The unique, specific design of a combat shirt differs from other military clothing in that the same material is not used throughout the entire garment. Rather, the torso and sleeves of a combat shirt are made from different fabrics to meet different needs.
The torso (or body) portion of a combat shirt is typically made from a 40% Cordura nylon / 60% cotton mix. This particular fabric blend ensures that the shirt is lightweight, breathable and maneuverable for soldiers operating in hot, humid climates. The torso fabric works to wick moisture away from the body to keep the wearer comfortable and dry. This fabric blend is also ideal for accommodating a soldier's body armor. Using more cotton than nylon ensures that the shirt won't melt if exposed to flames.
A combat shirt's sleeves are usually made from a 50% nylon / 50% cotton ripstop blend. This tough, abrasion-resistant material is similar to the material that makes up standard military uniform coats. It provides extra protection to the extremities that body armor doesn't cover, and many styles are seamless for added mobility.
Because combat shirts are designed for battle, they come with a number of versatile, combat-ready features built in. From extra storage to extra reinforcement, these features are added to give soldiers an edge when they need it most.
A simple yet very effective design, a quarter-zip collar provides soldiers with extra ventilation, should they need it. When zipped up, it can protect from the sun, wind, bugs and a number of other inconveniences.
A longtime U.S. military uniform staple, a mandarin collar is designed to close around the neck when zipped or buttoned.

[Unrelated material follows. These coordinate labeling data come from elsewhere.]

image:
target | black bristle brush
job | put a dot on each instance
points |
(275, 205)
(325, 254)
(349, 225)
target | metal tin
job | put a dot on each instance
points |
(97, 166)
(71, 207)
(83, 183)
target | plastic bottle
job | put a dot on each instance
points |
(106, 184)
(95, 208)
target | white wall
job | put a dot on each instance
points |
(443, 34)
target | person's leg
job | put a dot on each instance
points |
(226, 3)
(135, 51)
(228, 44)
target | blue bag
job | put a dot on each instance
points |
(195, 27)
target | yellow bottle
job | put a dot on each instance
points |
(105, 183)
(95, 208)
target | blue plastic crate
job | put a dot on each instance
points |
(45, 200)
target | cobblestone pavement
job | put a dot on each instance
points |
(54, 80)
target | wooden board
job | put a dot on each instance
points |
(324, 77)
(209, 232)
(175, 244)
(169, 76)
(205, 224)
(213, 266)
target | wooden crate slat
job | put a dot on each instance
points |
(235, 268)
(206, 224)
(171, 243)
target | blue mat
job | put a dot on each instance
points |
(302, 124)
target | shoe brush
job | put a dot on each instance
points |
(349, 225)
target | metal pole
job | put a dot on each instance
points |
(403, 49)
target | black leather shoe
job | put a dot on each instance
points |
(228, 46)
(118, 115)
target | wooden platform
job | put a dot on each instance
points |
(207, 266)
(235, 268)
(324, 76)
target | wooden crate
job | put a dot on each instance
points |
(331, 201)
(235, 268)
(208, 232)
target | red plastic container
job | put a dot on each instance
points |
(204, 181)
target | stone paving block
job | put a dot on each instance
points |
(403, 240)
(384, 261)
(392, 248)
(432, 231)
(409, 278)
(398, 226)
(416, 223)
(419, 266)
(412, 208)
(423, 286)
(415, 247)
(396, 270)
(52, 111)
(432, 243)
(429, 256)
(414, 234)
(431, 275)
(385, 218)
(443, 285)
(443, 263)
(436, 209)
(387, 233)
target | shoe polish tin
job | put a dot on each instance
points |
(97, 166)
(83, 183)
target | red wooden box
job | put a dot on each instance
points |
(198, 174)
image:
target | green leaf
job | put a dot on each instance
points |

Like a quarter zip, it is designed to eliminate minor hindrances when closed, offering yet another layer of protection for the wearer.
You never know when you're going to need to take notes or write out a report. Typically located on the sleeves of a combat shirt, pen pockets are specific slots for storing writing utensils. The pockets' location on the sleeves makes pens and pencils easily accessible.

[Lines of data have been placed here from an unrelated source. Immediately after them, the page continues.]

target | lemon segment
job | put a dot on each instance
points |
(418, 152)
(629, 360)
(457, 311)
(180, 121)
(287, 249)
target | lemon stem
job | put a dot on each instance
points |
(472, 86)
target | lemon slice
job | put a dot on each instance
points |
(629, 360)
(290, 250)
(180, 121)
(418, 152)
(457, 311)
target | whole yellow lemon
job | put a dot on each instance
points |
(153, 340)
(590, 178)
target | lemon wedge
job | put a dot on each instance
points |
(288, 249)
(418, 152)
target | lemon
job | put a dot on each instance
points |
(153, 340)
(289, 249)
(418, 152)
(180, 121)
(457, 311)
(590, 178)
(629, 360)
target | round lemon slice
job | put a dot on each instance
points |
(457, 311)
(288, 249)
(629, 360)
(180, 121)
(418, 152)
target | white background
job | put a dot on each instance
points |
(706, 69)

Closed either by a zipper or hook-and-loop Velcro, shoulder pockets offer much-needed storage on the sleeves of a combat shirt. These pockets are perfect for carrying small essentials with convenient access.
The elbows of a shirt tend to wear out quickly. Combat shirts often have reinforced elbows that fight against both normal wear and tear and the rigors of combat.
Loop Velcro Fields
A spot to display your rank insignia or other identifying patches is a uniform must-have. Like the traditional uniform coat, combat shirts have a space to do just that. These loop Velcro fields are typically located on the shoulder of the shirt.
If your deployment takes you to a hot and humid climate, a regular uniform coat can be very uncomfortable. Combat shirts offer an effective solution through their breathable, lightweight fabric and endless versatility. With the knowledge of what a combat shirt is, what materials it's made from and which features they have, choosing the right one is a much easier task.